A movement was started several years ago to have this trail appropriately marked with monuments; and it will therefore be seen that its definite location is a matter of great importance. Dr. Clarke says that the identification of the trail from the Sangamon to a point near the Old Bedford Church south of Stronghurst has been established; and also that the portion of the trail leading from Oquawka to Rock Island has been definitely traced. The exact route followed by Captain Lincoln and his company of men from Old Bedford to Oquawka has, it seems, never been accurately determined; and this is a matter which Dr. Clarke is particularly anxious to have cleared up. He has asked the Graphic to give him what assistance it can in this work and we therefore ask that if any of our readers are in possession of facts upon the subject, they make the same known to either Dr. Clarke or to the Graphic publisher...Here is an opportunity for anyone who is in a position to do so to render a valuable service to this community. (Chuck Shinkle worked for many years plotting this trail.)

IT BURNED: The barn on the N.E. Curry place at the corner of Nichols and Elizabeth streets was destroyed by fire on Tuesday evening. Passers-by discovered smoke issuing from the structure at about 5;30 o'clock and an alarm was instantly give. There is a sub fire station less than a block from the Curry residence and a line of hose from this station was soon coupled to a hydrant nearby and a stream of water turned on the burning structure.

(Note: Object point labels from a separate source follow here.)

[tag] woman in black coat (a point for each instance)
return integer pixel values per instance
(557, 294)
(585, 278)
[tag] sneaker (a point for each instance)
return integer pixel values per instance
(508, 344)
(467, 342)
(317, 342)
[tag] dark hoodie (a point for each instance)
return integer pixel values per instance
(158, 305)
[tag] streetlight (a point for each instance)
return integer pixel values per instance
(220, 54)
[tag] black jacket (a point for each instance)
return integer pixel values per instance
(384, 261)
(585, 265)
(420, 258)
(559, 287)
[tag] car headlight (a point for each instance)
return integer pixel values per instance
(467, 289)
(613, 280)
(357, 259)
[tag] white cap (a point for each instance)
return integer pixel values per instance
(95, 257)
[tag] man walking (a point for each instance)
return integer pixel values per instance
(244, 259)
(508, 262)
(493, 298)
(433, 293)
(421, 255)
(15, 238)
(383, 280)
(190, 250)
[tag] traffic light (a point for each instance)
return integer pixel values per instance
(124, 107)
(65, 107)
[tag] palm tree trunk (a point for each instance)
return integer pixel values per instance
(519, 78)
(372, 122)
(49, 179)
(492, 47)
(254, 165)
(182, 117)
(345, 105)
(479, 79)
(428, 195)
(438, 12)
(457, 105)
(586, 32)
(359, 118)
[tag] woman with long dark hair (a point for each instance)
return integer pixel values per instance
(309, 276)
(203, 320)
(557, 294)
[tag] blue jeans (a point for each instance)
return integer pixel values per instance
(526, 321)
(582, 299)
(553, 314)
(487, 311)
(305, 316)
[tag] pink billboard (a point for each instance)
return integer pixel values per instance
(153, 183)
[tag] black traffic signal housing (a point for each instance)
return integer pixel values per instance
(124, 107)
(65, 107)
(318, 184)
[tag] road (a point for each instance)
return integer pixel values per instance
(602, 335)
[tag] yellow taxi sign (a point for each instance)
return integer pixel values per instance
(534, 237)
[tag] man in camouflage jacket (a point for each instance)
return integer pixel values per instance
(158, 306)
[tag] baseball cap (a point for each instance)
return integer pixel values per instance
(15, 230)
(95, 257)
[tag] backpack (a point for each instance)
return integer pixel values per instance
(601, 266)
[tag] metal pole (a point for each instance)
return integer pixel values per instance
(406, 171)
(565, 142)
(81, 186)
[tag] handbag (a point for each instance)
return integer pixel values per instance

Firemen with additional apparatus from the main fire station were soon on the scene, but so rapid was the progress of the flames, that the building was reduced to a mere shell of charred weather boarding and studding before the fire was extinguished. The loss was therefore practically total. The garage on the J.F. McMillan place, just across the alley from the burned structure was saved only by the strenuous efforts of the firemen. There was a quantity of stored furniture in the left of the barn and Nat's camping outfit was also included in the total loss of contents. Insurance in the amount of $500 was carried on the building.

***OBITUARY***HIRMAN C. SPEERS: Mr. Speers, 38 years of age and an employee of the contracting firm which is engaged in laying pipe for the Sinclair Oil co. through this section, died at the Wadsworth Hospital, April 14th as the result of complications following an attack of influenza. The home of the young man was in Indiana and the remains were shipped to Pinhook, Ind. after being prepared for burial at the Regan undertakings rooms. Two brothers of the deceased, Chas. E. Speer of Aberdeen, S.Dak., and Orville Speer of Newton, Ia. came here following his death and took charge of the arrangements for the disposition of the remains. The deceased is said to have a mother living at Indianapolis, Ind. and three additional brothers.